Saturday, November 26, 2011


Lubna Azabal, Maxim Gaudette, Melissa Desormeaux-Poulin

"The search began at the opening of their mother's will"

The last will and testament of Nawal Marwan specifies 2 requests that her twin children Jeanne and Simon must first comply with before she is granted a proper burial. They are handed two letters to be given to their long lost father and a brother they never knew existed.

The tantalizing puzzle begins in Montreal, Canada where the twins live. The sullen Simon doesn't care about the letters but Jeanne decides to return to her mother's homeland somewhere in the Middle East. She discovers the shocking truth about their mother's troubled past and the disturbing circumstances of their birth.

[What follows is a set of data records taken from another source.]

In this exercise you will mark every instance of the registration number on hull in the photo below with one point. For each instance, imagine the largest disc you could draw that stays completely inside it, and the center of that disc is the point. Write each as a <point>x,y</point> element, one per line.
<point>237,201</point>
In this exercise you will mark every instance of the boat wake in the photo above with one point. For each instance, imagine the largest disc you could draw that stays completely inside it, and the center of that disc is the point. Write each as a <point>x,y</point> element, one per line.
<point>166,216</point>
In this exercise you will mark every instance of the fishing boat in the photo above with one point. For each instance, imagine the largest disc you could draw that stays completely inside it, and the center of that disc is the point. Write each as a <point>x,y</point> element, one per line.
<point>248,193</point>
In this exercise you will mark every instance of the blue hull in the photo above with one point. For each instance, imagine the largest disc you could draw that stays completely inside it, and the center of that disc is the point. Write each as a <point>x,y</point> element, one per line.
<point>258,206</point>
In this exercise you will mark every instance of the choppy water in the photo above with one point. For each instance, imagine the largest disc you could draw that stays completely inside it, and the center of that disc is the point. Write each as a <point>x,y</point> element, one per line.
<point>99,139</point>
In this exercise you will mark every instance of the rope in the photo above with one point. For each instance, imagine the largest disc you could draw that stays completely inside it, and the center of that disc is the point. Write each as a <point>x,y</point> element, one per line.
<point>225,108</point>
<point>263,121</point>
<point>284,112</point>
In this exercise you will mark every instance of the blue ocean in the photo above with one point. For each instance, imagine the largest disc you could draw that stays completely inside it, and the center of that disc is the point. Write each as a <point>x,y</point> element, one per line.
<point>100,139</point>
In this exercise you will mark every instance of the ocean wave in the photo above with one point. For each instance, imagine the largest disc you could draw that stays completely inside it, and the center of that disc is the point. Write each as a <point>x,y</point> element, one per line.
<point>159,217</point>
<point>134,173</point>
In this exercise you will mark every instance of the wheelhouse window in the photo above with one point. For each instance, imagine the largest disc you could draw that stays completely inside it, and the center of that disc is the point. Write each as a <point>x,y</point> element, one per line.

The plot then shifts to Nawal's turbulent story. A tale born out of a tragic love affair in a fictional city called Daresh which has become the battleground of a civil war between Muslims and Christians. Terrorism, martyrdom and imprisonment also figure quite prominently in Nawal's fate. It is told through flashbacks which are entwined with Jeanne's journey to unveil the mystery behind the two letters.

The film moves seamlessly between Nawal's world and the twins. Mirror images are used like a remote road seen through the mother's eyes, then the daughter's; a city street then and now. The past is where all the intrigue of the movie lies, and that is where the film is at its most compelling. But it can also be quite disturbing to witness the sheer brutality both physically and mentally that Nawal endured in her lifetime.

The skillful acting skills of the cast shine through like a beacon in this very dark and heavy drama. The pacing was a bit slow and was dragging at times with scenes focusing heavily on the suffering and torment. So much so that when the viewer is fed with a final twist towards the end, you feel like you were hit in the head with a hammer and you almost forget to breathe as you gasp to grasp the crucial detail in the puzzle.

No wonder this Canadian film with dialogue in French and Arabic with English subtitles was nominated in the Foreign Language Film category in the 2011 Oscars and even if it didn't win, I still highly recommend it.